With Galerie de Jonckheere, Brussels, 1989;
Anonymous sale Paris, Tajan, 9 December 1996, lot 9, where acquired by the late father of the present owner.

Literature

J. de Maere & M. Wabbes, Illustrated Dictionary of 17th Century Flemish Painters, Brussels 1994, vol. I, p. 188, vol. II, p. 512, reproduced.

Condition

The following condition report is provided by Sarah Walden, who is an external specialist and not an employee of Sotheby's. This painting is on a perfectly undented copper panel. The minute detail is exceptionally finely preserved. There is a fairly recent varnish with only one or two little retouchings at the very edges, including slightly wider retouching in the lower left base corner and one little retouching at the centre of the base edge which slightly affects the end of the signature. Just one other retouching can be seen under ultra violet light, a little vertical scratch near the upper right corner among the branches. The groups of figures coming out of the town hall may perhaps be fractionally fainter than elsewhere, but otherwise throughout the extraordinary scene the minute brushwork is exquisitely intact. This report was not done under laboratory conditions.
"This lot is offered for sale subject to Sotheby's Conditions of Business, which are available on request and printed in Sotheby's sale catalogues. The independent reports contained in this document are provided for prospective bidders' information only and without warranty by Sotheby's or the Seller."

Catalogue Note

This beautifully preserved copper is the only known signed painting by Bartolomeus Grondonck, a painter of landscapes in early 17th century Flanders who was much influenced by Hans Bol and Jan Brueghel the Elder. This painting is however indebted to a greater degree by David Vinckboons, and in particular to his celebrated composition of 1602, known to us today through his detailed drawing in the print room of the Statens Museum for Kunst in Copenhagen.1  It is a peculiarity that Vinckboons’ best-known composition is one that exists today, in primary source at least, only through a signed drawing rather than a painting, but the composition was so popular in its day, and so influential, that it was widely reproduced by engravers, and their engravings widely copied by painters, for several decades after its inception. The composition was engraved by Nicolas de Bruyn (Hollstein, IV, 171) and Boetuis Adams Bolswert (Hollstein, III, 320) and, like all the known painted versions, the present work follows the direction of the engraving rather than the drawing or lost painting. A later version of the print was published in Amsterdam by Claes Jansz. Visscher in 1634, testament to the lasting popularity of the design. While many of the figures and figure-groups are directly lifted from Vinckboons’ original, Grondonck has allowed himself an element of freedom in the mise-en-scène, with the figures less cramped in a roomier town square, several of them omitted, others adapted, and some seemingly of his own invention. 
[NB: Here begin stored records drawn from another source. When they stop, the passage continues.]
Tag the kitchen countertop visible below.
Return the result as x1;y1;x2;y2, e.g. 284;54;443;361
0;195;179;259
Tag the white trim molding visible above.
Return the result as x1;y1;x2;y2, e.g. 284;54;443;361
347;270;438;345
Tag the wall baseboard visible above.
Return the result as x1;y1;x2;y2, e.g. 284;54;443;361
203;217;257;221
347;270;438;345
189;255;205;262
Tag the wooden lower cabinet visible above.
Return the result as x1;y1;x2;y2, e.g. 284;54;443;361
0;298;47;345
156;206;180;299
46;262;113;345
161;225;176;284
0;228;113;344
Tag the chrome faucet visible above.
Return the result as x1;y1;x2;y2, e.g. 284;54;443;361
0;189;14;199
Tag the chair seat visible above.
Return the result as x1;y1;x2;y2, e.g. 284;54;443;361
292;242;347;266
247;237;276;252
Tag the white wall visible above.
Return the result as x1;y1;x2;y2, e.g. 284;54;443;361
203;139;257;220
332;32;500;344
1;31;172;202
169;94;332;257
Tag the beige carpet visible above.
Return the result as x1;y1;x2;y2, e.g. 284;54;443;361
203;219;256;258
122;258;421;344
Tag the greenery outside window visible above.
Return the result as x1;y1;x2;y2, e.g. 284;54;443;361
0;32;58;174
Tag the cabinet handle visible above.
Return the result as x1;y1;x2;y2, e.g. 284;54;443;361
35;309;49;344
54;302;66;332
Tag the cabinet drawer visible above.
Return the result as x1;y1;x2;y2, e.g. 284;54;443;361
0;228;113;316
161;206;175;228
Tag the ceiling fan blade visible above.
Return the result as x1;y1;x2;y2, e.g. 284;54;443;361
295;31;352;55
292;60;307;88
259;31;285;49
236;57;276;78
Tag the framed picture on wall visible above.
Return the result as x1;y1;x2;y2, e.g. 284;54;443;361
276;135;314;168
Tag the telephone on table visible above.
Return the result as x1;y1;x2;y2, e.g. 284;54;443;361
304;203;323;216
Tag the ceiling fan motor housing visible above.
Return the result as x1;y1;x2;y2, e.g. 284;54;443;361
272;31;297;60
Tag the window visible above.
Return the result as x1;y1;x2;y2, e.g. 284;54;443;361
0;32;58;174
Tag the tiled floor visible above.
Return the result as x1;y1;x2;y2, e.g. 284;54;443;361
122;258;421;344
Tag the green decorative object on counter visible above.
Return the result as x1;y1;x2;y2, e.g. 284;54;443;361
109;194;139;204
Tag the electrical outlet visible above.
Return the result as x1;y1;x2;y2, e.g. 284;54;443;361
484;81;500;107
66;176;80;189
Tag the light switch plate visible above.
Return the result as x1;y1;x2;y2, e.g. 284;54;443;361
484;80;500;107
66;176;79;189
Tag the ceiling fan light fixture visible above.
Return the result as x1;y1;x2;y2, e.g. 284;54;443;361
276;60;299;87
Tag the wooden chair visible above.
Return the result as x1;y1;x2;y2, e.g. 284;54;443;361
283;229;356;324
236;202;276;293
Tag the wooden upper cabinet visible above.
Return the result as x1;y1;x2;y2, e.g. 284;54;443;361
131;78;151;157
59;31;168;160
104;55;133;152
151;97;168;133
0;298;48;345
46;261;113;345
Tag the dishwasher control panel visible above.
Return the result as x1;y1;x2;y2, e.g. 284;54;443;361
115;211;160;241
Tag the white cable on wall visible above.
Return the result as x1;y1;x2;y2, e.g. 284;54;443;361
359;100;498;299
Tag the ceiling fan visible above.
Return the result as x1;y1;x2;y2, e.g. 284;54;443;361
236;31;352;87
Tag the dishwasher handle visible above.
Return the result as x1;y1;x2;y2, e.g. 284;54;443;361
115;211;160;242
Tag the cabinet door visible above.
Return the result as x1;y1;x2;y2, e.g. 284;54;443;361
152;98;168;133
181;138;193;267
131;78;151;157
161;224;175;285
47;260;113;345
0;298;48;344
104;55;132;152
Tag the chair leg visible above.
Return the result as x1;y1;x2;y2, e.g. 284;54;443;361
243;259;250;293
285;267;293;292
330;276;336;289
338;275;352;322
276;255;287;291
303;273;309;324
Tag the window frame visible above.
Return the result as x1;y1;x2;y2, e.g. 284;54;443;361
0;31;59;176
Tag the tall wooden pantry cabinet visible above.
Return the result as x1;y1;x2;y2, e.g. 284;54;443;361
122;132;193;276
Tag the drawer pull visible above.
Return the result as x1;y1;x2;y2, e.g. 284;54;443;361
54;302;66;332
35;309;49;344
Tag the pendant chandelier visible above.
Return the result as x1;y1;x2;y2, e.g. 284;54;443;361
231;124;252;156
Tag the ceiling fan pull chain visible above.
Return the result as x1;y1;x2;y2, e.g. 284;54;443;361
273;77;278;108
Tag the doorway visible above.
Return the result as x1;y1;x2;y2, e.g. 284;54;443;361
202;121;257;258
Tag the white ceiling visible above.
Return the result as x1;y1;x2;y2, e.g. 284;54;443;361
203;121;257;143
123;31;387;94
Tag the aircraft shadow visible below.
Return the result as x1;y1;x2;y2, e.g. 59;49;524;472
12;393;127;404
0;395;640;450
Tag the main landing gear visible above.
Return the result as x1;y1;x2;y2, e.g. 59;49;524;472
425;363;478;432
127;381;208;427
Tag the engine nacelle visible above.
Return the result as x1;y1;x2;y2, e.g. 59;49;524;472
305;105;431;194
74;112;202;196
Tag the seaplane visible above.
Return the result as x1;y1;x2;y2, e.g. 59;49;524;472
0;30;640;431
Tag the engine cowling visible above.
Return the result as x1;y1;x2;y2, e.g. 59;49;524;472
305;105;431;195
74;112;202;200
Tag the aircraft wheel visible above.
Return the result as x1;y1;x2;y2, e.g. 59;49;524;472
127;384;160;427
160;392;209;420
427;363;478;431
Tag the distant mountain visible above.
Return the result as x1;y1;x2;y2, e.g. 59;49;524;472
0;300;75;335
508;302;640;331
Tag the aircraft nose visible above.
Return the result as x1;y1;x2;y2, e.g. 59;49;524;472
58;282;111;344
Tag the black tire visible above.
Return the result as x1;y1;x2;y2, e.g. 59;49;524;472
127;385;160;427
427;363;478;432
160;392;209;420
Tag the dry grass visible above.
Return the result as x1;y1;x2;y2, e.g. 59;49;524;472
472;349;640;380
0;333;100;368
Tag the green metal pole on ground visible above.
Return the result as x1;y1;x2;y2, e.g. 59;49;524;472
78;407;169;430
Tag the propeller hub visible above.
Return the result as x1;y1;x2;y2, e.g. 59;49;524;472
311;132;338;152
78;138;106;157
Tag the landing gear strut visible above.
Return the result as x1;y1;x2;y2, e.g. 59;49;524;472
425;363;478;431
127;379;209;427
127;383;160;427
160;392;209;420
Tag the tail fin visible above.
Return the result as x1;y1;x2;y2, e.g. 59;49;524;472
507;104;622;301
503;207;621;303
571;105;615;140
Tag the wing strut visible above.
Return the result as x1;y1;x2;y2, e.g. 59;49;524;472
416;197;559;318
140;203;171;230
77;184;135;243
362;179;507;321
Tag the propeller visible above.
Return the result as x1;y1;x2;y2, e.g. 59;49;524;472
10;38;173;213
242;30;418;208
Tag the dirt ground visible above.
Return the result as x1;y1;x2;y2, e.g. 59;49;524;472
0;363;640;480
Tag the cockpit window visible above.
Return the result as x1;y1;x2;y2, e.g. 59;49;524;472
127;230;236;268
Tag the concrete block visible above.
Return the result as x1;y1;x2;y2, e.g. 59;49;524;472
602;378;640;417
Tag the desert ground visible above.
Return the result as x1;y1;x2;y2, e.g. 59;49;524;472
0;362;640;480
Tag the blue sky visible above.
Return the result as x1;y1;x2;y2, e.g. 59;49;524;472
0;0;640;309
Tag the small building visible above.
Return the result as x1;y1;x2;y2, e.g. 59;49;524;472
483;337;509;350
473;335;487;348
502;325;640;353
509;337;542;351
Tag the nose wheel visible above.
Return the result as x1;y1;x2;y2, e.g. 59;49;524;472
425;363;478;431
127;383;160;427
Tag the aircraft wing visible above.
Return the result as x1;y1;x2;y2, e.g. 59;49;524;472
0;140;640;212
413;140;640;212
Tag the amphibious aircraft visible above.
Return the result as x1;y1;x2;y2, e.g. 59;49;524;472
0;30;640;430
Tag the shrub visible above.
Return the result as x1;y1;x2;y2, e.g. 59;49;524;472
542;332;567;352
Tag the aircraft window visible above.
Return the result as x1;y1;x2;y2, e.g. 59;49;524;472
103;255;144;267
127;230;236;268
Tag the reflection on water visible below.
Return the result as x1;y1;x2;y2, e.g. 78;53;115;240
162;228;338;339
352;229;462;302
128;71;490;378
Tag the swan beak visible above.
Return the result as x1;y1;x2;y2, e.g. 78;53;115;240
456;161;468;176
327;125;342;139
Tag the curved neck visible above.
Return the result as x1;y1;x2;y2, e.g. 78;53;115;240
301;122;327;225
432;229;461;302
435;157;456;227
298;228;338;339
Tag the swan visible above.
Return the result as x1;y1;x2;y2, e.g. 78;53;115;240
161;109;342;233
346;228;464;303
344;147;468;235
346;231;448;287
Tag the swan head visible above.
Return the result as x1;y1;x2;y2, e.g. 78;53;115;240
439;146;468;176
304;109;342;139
Through animated works like this it is not difficult to imagine the cacophony that characterised such kermesses, this one about to grow louder and more varied by the line of people queuing up at the musical instrument stall in the centre. The scene itself contrasts the innocence of childhood and its self-made fun with the excess and debauchery of those children’s parents, as any self-respecting Flemish kermesse ought to. In front of a staged comedy stands a small group of onlookers, several gesticulating madly at the actors, while to its right two women urge their men not to get involved in a brawl. A young man relieves himself by the doorpost to the inn while a group of children pile themselves on top of each other, upside-down, sideways and any-which-way, as the warm afternoon descends into a haze of merriment.

For a long time the painting has been known as the Kermesse of Oudenaarde because the elaborate building in the central middle ground resembles, and is probably based upon, the town hall in Oudenaarde, south of Ghent. Other nomenclatures are the Peasant’s kermesse, a literal translation of the inscription on the red flag, ‘Die Boere kermis’, and Sebastiaanskermis, presumably on the basis of the figure depicted on the same flag, which may or may not be intended as St. Sebastian.

1. See K. Goossens, David Vinckboons, Soest 1977, reproduced p. 64, fig. 30.